If your bathtub looks rough but the bathroom around it is in decent shape, refinishing is one of the better-return moves in home improvement. A two hundred dollar replacement gets you a new tub. A two thousand dollar replacement is what it actually costs once you account for demo, tile damage, and plumber time. Refinishing splits the difference — usually four to six hundred dollars and a one-day turnaround.
What refinishing actually is
Refinishing, also called reglazing or resurfacing, is a chemical bond applied to your existing tub. The process: strip the old finish, etch the surface so the new coating can grip, fix any chips or cracks with a filler, then spray on a multi-part acrylic urethane or epoxy coating. It dries hard, glossy, and water-resistant. It is not a paint job. Paint a bathtub with regular paint and you will be peeling it off in strips within a year.
When refinishing is the right call
The tub has stains, surface scratches, or a dull worn finish but is structurally sound.
There are small chips or hairline cracks but no large structural cracks.
The tub is in a hard-to-replace location — second floor, finished basement, in front of intact tile you do not want to disturb.
You like the shape and size of the tub you have.
When to just replace it
The tub has a structural crack that flexes when you stand on it.
The surface has been refinished badly already and is peeling.
You actually want a different shape, depth, or style — a refinish will not change those.
The tub is a thin acrylic builder-grade unit that has gone soft. Coating soft acrylic does not last.
What it costs and how long it lasts
Professional refinishing in most US markets runs $350 to $650 for a standard tub, more for cast iron or claw-foot. The job takes most of a day and the tub is back in service within twenty-four hours. Expect ten to fifteen years of life from a good refinish — less if it gets heavy use from a household with kids and a lot of bath bombs, more if the tub gets gentle adult-only use.
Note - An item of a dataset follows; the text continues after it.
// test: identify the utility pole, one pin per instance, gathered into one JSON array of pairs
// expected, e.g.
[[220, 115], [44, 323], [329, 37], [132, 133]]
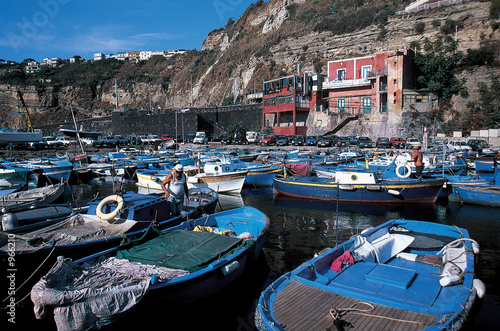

How to spend your money well
Get three quotes. Prices in this trade vary more than you would think.
Ask about ventilation. The coatings off-gas. A pro will use a fan exhausted out the window. If the bidder shrugs at this, find another bidder.
Ask about warranty. Five to ten years is normal for the work itself. Less than that suggests they expect it to fail.
Avoid the DIY kits unless your standards are low. They exist, they sort of work, and they look it. The labor is the same as a pro — the difference is in the equipment and the prep.